禾赛科技のQ2決算発表を前に、同社の估值の軸足が「レーザーレーダー出荷台数」から「具身智能の感知層でのポジショニング」へと移行しつつあるとの見方が示された。この指摘は、本紙が既報の通り、禾赛科技がロボット向けレーザーレーダー「JTシリーズ」で1000万顆の供給契約を結んでいる事実と符合する。 本紙は8月18日に、禾赛科技のQ2決算発表とロボット向けJTシリーズの供給契約に注目した記事を掲載した。そこでは、2026年のレーザーレーダー出荷目標が300万~350万台とされ、ADASからロボット・消費向けへのシフトが焦点とされた。今回のrobotscope.netの指摘は、このシフトを「估值の語り口の変化」として捉えたもので、本紙の既報と軌を一にする。 禾赛科技の事業構造をバリューチェーンで見ると、ADAS向けレーザーレーダーは自動車メーカーへの供給が中心で、量産効果によるコスト競争が主戦場となる。一方、ロボット向けは、人形ロボットや物流ロボットなど多様な形態の機器に搭載されるため、単品の量産規模よりも、多品種・中量産に対応する柔軟な生産体制と、感知データの品質が競争力を左右する。禾赛科技がロボット向けに供給契約を結んでいることは、同社がこの構造変化に対応しようとしていることを示す。 また、本紙が8月20日に報じたWRC 2026の論調では、具身智能の「iPhone時刻」が問われ、上半期の国内融資総額は900億元超に達した。

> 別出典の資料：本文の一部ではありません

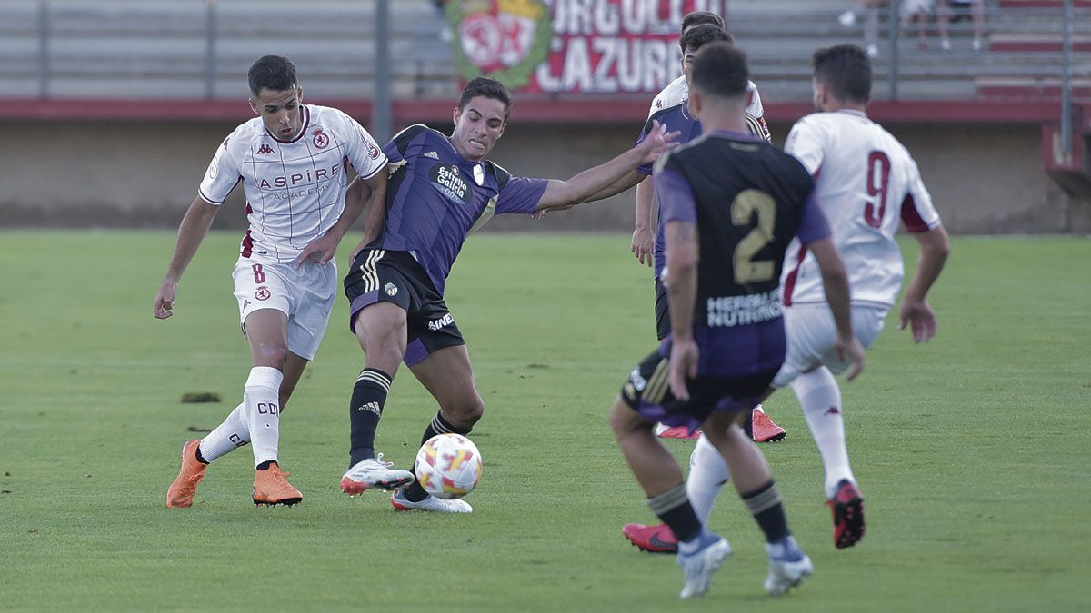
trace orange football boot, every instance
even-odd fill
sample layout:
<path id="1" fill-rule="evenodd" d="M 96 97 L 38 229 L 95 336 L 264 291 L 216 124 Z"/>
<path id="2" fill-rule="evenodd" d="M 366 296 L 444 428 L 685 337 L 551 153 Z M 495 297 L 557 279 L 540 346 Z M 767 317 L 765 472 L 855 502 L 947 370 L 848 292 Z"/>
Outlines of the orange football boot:
<path id="1" fill-rule="evenodd" d="M 185 508 L 193 504 L 193 494 L 197 493 L 197 483 L 204 479 L 204 469 L 208 466 L 197 460 L 200 445 L 197 438 L 182 445 L 182 468 L 167 489 L 167 508 Z"/>
<path id="2" fill-rule="evenodd" d="M 751 411 L 751 420 L 755 443 L 772 443 L 787 436 L 784 429 L 774 423 L 772 418 L 758 407 Z"/>
<path id="3" fill-rule="evenodd" d="M 273 462 L 266 470 L 254 471 L 254 504 L 293 505 L 303 500 L 303 494 L 285 479 L 289 473 L 280 471 L 280 465 Z"/>

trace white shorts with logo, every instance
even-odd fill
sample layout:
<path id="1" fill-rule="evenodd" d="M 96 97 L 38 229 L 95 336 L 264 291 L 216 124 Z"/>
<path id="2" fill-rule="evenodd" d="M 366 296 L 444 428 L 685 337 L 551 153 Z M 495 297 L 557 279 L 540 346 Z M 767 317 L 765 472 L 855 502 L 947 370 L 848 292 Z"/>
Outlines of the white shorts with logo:
<path id="1" fill-rule="evenodd" d="M 874 345 L 879 337 L 889 311 L 886 306 L 852 305 L 852 330 L 856 333 L 856 339 L 864 349 Z M 819 364 L 834 374 L 841 374 L 849 368 L 850 362 L 837 359 L 834 346 L 837 340 L 837 324 L 825 302 L 784 306 L 784 335 L 788 337 L 788 354 L 784 356 L 784 364 L 772 378 L 771 386 L 783 387 Z"/>
<path id="2" fill-rule="evenodd" d="M 288 350 L 313 360 L 337 296 L 336 262 L 308 262 L 296 269 L 293 262 L 264 264 L 240 257 L 231 277 L 240 323 L 245 326 L 247 317 L 261 309 L 280 311 L 288 315 Z"/>

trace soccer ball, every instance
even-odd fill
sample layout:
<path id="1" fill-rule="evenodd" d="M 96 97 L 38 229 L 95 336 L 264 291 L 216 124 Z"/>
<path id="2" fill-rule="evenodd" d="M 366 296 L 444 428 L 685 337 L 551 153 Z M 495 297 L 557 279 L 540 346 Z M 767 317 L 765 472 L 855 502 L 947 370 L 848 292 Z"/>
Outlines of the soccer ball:
<path id="1" fill-rule="evenodd" d="M 481 452 L 461 434 L 436 434 L 417 452 L 417 482 L 437 498 L 460 498 L 481 479 Z"/>

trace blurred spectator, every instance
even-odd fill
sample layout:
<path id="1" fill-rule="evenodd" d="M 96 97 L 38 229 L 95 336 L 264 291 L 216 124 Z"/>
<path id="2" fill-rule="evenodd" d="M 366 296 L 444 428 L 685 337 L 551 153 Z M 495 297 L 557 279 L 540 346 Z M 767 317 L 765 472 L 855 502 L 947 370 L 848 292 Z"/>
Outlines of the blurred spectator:
<path id="1" fill-rule="evenodd" d="M 944 0 L 940 0 L 944 1 Z M 928 48 L 925 38 L 925 27 L 932 21 L 933 0 L 902 0 L 901 2 L 901 27 L 906 35 L 910 35 L 910 26 L 916 22 L 916 46 L 922 51 Z"/>
<path id="2" fill-rule="evenodd" d="M 985 9 L 982 0 L 938 0 L 937 21 L 939 22 L 939 46 L 945 53 L 951 50 L 951 40 L 947 36 L 947 29 L 954 17 L 961 19 L 966 15 L 973 17 L 973 50 L 981 51 L 982 38 L 985 35 Z"/>
<path id="3" fill-rule="evenodd" d="M 860 15 L 864 15 L 864 45 L 868 58 L 876 58 L 879 55 L 879 8 L 886 4 L 886 0 L 863 0 L 837 17 L 844 27 L 852 27 L 856 25 Z"/>

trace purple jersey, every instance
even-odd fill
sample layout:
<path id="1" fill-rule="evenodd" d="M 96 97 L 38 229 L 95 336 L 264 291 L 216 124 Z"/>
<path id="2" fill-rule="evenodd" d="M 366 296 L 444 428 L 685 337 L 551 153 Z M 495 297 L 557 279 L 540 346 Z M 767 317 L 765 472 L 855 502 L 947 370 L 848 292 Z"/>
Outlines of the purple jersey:
<path id="1" fill-rule="evenodd" d="M 764 141 L 711 132 L 656 161 L 656 194 L 661 227 L 697 225 L 698 374 L 778 369 L 786 348 L 784 252 L 792 239 L 806 244 L 830 236 L 811 176 Z"/>
<path id="2" fill-rule="evenodd" d="M 651 113 L 648 121 L 644 124 L 644 130 L 640 131 L 640 137 L 636 140 L 636 144 L 644 142 L 648 133 L 651 132 L 651 122 L 659 121 L 660 125 L 666 125 L 668 132 L 681 132 L 679 134 L 679 144 L 684 145 L 690 141 L 700 136 L 700 122 L 698 122 L 693 117 L 690 117 L 690 111 L 686 108 L 688 100 L 682 100 L 681 103 L 664 108 L 660 111 Z M 651 175 L 651 165 L 645 164 L 637 168 L 637 171 L 645 175 Z M 661 201 L 660 201 L 661 202 Z M 663 262 L 666 256 L 663 255 L 663 250 L 667 249 L 667 243 L 663 239 L 663 223 L 662 214 L 659 216 L 659 224 L 656 228 L 656 248 L 655 248 L 655 260 L 656 260 L 656 278 L 658 279 L 663 273 Z"/>
<path id="3" fill-rule="evenodd" d="M 512 177 L 463 158 L 444 134 L 410 125 L 383 147 L 389 159 L 386 223 L 369 249 L 408 251 L 440 295 L 470 231 L 493 215 L 531 214 L 546 179 Z"/>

この資金がロボット本体の開発だけでなく、感知・データ基盤にも向かっているとすれば、禾赛科技のようなセンサー企業は、その資金の受け皿の一つとなる。 ただし、禾赛科技の估值が「具身智能の感知層でのポジショニング」に依存するには、ロボット向け事業の売上貢献が明確になる必要がある。2026年通期の出荷目標300万~350万台のうち、ロボット向けがどの程度を占めるのかは、Q2決算で明らかになる可能性がある。また、JTシリーズの供給契約が実際の売上にどのように反映されるかも、今後の確認ポイントだ。 さらに、競合環境も注視すべきだ。本紙が8月15日に報じた帕西尼感知科技は、触覚センサーで世界シェア約80%とされ、足底触覚センサーを発表するなど、感知技術の多様化が進む。レーザーレーダーは視覚系のセンサーであり、触覚センサーとは異なるが、ロボットの感知層全体で見れば、複数のセンサー技術が競合・補完する関係にある。禾赛科技がこの中でどのような立ち位置を築くかが、中長期的な估值を左右するだろう。 詳細はrobotscope.netの記事を参照されたい。

なぜ重要か

禾赛科技の估值の語り口が「出荷台数」から「具身智能の感知層」へ移行することは、レーザーレーダー業界全体の評価軸が、単なる量産能力から、ロボット向けの多様な需要への適応力とデータ基盤へと変わりつつあることを示す。投資家や業界関係者は、Q2決算でロボット向け事業の進捗を確認する必要がある。